James Laidley (1786–1835) was a British-born administrator in the colony of New South Wales (later a state of Australia). He was Deputy Commissary General in Sydney.

== Early life ==
James Laidley was born in March 1786 in Perthshire, Scotland, the son of John and Sarah Laidley. He married Eliza Jane Shepheard in Bridgetown, Saint Michael, Barbados, on 18 October 1810.

== Later life ==
Laidley died on Sunday 30 August 1835 at his residence in Darlinghurst, Sydney after a short illness. His funeral process left from his home on Tuesday 1 September 1835 for the General Burying Ground where the service was "impressively" conducted by the Rev. Richard Hill.

== Legacy ==
On 22 June 1829, explorer and botanist Allan Cunningham named the Laidley Plains (now in Queensland) after James Laidley.

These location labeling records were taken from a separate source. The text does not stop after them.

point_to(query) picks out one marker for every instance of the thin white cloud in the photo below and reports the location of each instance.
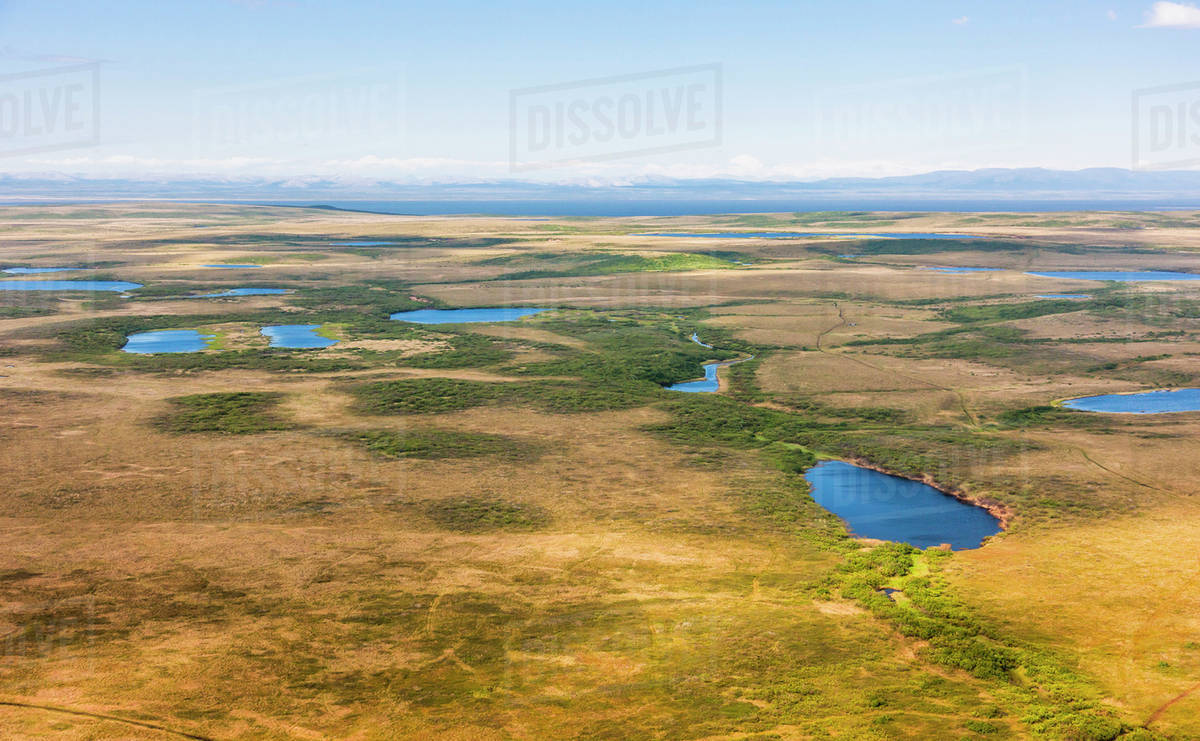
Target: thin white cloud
(1171, 16)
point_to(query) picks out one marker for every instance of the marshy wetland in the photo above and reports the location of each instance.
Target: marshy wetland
(507, 525)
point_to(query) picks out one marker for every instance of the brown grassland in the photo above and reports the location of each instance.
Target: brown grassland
(510, 530)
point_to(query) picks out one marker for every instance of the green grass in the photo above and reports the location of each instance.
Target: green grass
(443, 395)
(433, 444)
(237, 413)
(573, 264)
(1059, 703)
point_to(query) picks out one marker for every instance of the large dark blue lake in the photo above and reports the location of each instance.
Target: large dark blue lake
(298, 336)
(113, 285)
(1147, 402)
(465, 315)
(1132, 276)
(792, 235)
(167, 341)
(891, 508)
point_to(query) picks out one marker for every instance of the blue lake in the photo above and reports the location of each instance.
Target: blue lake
(701, 386)
(891, 508)
(299, 336)
(1147, 402)
(167, 341)
(113, 285)
(245, 291)
(1117, 275)
(465, 315)
(792, 235)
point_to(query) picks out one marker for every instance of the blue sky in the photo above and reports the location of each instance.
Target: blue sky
(424, 91)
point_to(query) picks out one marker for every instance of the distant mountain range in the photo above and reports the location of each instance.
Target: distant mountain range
(1099, 184)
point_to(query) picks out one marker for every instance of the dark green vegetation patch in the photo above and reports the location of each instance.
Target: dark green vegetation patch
(1061, 705)
(237, 413)
(442, 395)
(484, 513)
(561, 265)
(432, 444)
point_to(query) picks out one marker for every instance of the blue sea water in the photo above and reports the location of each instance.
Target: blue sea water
(113, 285)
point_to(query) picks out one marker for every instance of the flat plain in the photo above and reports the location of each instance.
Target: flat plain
(513, 531)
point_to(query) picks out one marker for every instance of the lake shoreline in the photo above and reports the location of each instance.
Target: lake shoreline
(996, 508)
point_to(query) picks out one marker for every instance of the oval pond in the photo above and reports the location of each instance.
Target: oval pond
(891, 508)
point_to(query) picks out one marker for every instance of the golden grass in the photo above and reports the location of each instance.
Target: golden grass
(293, 585)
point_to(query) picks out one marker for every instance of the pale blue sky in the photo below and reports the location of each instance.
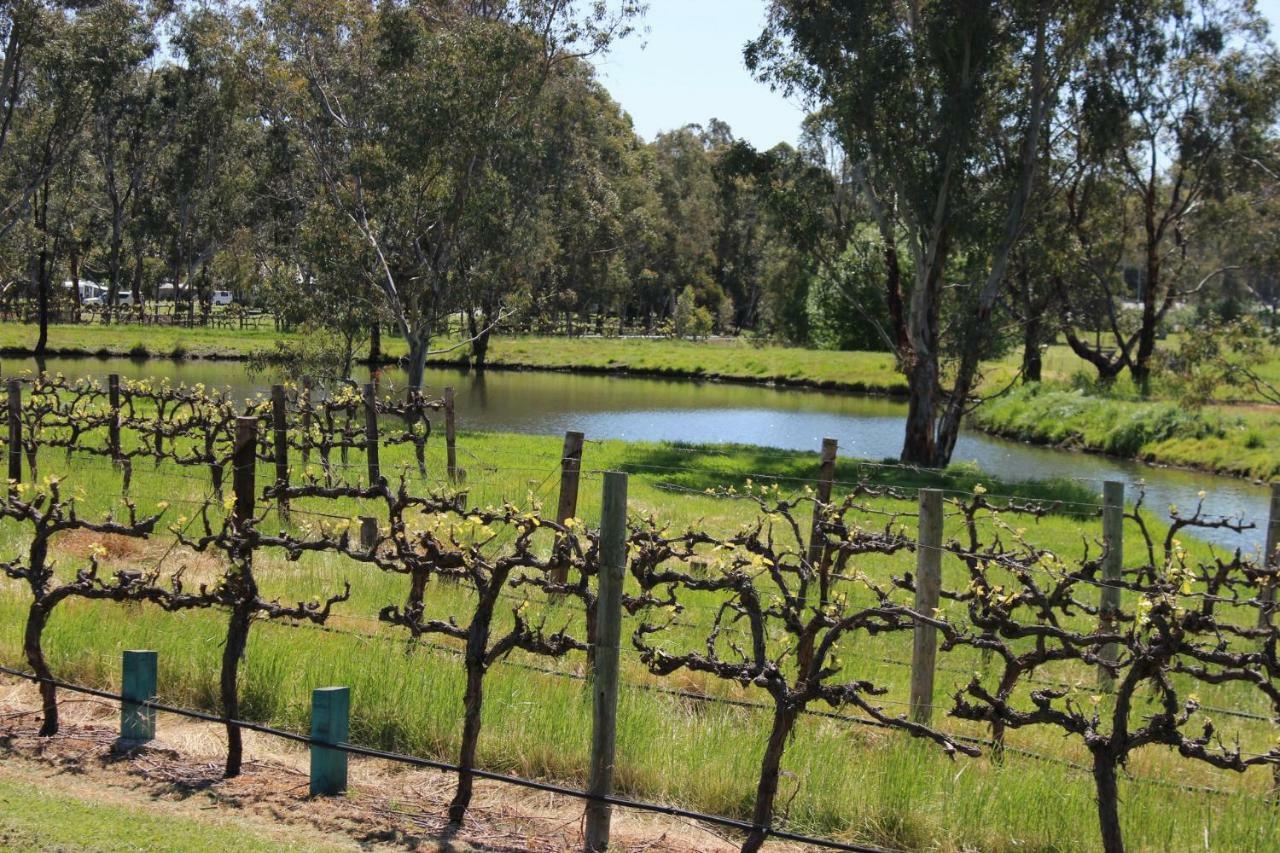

Although the name Laidley Plains is no longer in use, it gave its name in turn to many places in that area including the town of Laidley, Laidley Creek, Laidley Gap, and the localities of Laidley North, Laidley South, Laidley Heights and Laidley Creek West.

His son James Turquand Laidley would later hold property in Mount Mort (near Laidley), Queensland with his brother-in-law Henry Mort.